In 1861, the first Battle of Bull Run was fought at Manassas, Virginia, resulting in a Confederate victory.

In 1899, author Ernest Hemingway was born in Oak Park, Illinois; poet Hart Crane was born in Garrettsville, Ohio.

In 1944, American forces landed on Guam during World War Two.

In 1949, the US Senate ratified the North Atlantic Treaty.

In 1954, France surrendered North Vietnam to the Communists.

In 1955, during the Geneva summit, President Eisenhower presented his "open skies" proposal under which the U-S and the Soviet Union would trade information on each other's military facilities.

In 1961, Captain Virgil "Gus" Grissom became the second American to rocket into a sub-orbital pattern around the Earth, flying aboard the "Liberty Bell Seven."

In 1969, "Apollo Eleven" astronauts Neil Armstrong and Edwin "Buzz" Aldrin blasted off from the moon aboard the lunar module.

In 1980, draft registration began in the United States for 19- and 20-year-old men.
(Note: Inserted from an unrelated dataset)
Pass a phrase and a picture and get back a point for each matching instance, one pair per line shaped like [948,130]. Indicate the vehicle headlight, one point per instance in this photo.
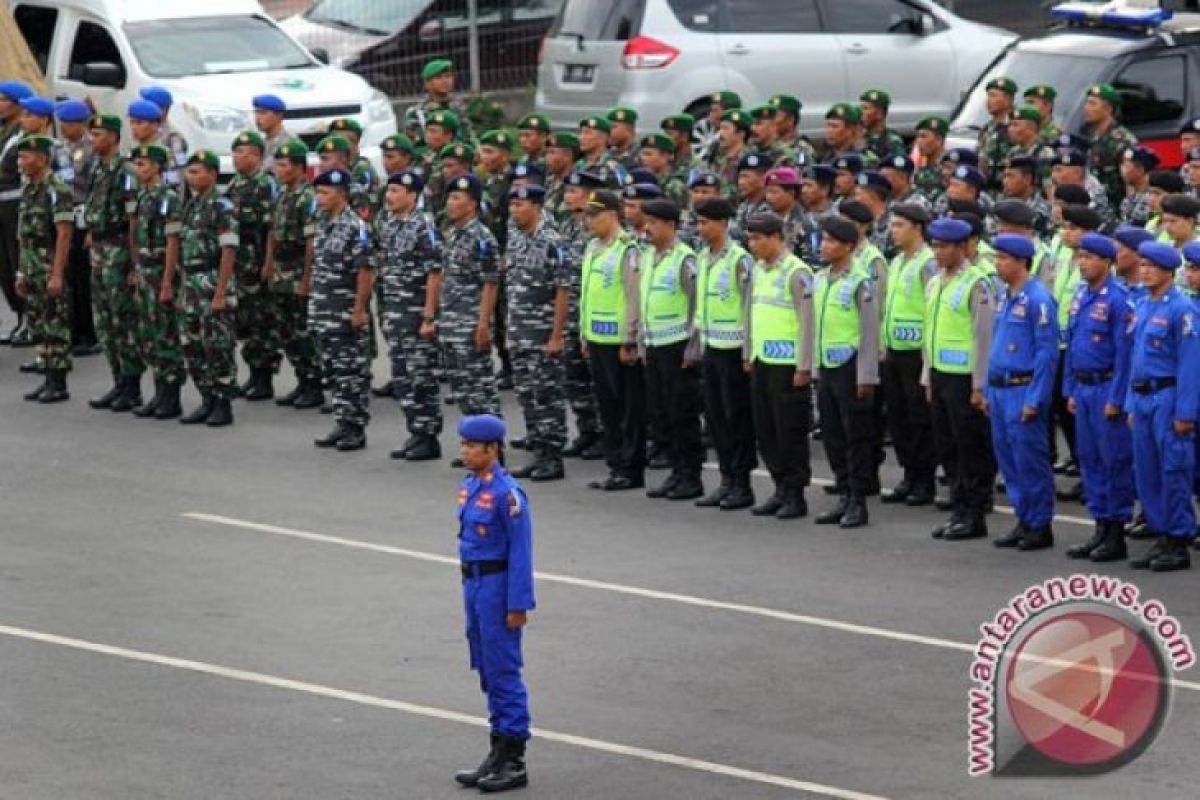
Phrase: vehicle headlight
[217,120]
Ten years ago: A day after Supreme Court Justice William J. Brennan announced his retirement, President Bush convened a meeting with key administration officials to begin finding a replacement.

Five years ago: At a 16-nation conference in London, the United States and NATO allies warned Bosnian Serbs that further attacks on UN safe havens would draw a "substantial and decisive response."

One year ago: Navy divers found the bodies of John F. Kennedy Junior, his wife, Carolyn, and sister-in-law, Lauren Bessette, in the wreckage of Kennedy's plane in the Atlantic Ocean off Martha's Vineyard. Advertising executive David Ogilvy died in Bonnes, France, at age 88.

"This is the final test of a gentleman: His respect for those who can be of no possible service to him."

-- William Lyon Phelps, American educator (1865-1943).